Imagine una turbina eólica de 250 metros de altura, anclada con cables a 200 metros de profundidad, que resiste olas de 15 metros. Esto no es ciencia ficción, sino la realidad cotidiana de los parques eólicos flotantes que están surgiendo frente a las costas de Escocia, Portugal y Japón. Mientras que la energía eólica terrestre y la eólica marina fija sobre cimentaciones son tecnologías maduras con cadenas de suministro extensas, según la Agencia Internacional de la Energía (AIE), el verdadero frente de la innovación se encuentra ahora más allá del límite de los 60 metros de profundidad, donde las cimentaciones flotantes se convierten en la única opción viable.
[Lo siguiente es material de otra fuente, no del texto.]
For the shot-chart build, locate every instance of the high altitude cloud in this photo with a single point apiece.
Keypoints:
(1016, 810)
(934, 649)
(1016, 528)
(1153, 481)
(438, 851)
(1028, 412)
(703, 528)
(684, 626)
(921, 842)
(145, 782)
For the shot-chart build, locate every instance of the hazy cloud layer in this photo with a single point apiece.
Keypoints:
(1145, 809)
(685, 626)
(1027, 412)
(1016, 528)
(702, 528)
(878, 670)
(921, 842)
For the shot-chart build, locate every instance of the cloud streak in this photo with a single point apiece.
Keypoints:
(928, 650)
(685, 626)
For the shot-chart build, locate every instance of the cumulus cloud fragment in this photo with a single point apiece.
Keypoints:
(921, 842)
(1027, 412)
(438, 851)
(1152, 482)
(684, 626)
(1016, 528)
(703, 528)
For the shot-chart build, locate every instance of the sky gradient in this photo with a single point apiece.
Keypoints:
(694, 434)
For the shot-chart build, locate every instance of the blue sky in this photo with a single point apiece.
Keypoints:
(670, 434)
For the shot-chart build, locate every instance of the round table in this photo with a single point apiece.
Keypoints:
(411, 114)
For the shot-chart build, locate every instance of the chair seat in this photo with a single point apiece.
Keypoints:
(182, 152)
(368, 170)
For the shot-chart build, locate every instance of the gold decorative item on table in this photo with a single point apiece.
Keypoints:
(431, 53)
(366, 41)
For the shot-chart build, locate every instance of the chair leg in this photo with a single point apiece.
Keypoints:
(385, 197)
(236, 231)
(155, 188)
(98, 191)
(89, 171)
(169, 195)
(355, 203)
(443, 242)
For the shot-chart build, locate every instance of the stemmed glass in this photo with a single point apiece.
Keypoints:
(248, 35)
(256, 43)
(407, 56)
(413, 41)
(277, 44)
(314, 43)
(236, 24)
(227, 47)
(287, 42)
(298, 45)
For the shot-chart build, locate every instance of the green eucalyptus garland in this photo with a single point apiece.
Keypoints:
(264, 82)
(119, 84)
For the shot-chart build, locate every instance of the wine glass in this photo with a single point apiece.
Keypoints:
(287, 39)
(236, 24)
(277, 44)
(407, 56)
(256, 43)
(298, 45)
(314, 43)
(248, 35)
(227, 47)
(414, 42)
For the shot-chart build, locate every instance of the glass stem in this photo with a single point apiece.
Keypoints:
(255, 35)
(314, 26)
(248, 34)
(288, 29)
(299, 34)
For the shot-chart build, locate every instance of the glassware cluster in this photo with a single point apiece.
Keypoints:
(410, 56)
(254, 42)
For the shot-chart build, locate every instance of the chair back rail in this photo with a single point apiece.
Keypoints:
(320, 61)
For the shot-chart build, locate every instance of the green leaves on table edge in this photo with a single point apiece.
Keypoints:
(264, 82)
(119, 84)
El desafío es colosal: aprovechar los vientos más fuertes y constantes de las zonas marítimas profundas, que representan la mayor parte del potencial eólico marino mundial. Pero esta oportunidad viene acompañada de una serie de desafíos técnicos y económicos que ponen a prueba los límites de la ingeniería marina y la logística industrial. Este artículo no se limita a enumerar problemas; propone un marco de evaluación para comprender los proyectos y se basa en estudios de casos concretos para mostrar cómo la industria está superando estos desafíos, una turbina a la vez.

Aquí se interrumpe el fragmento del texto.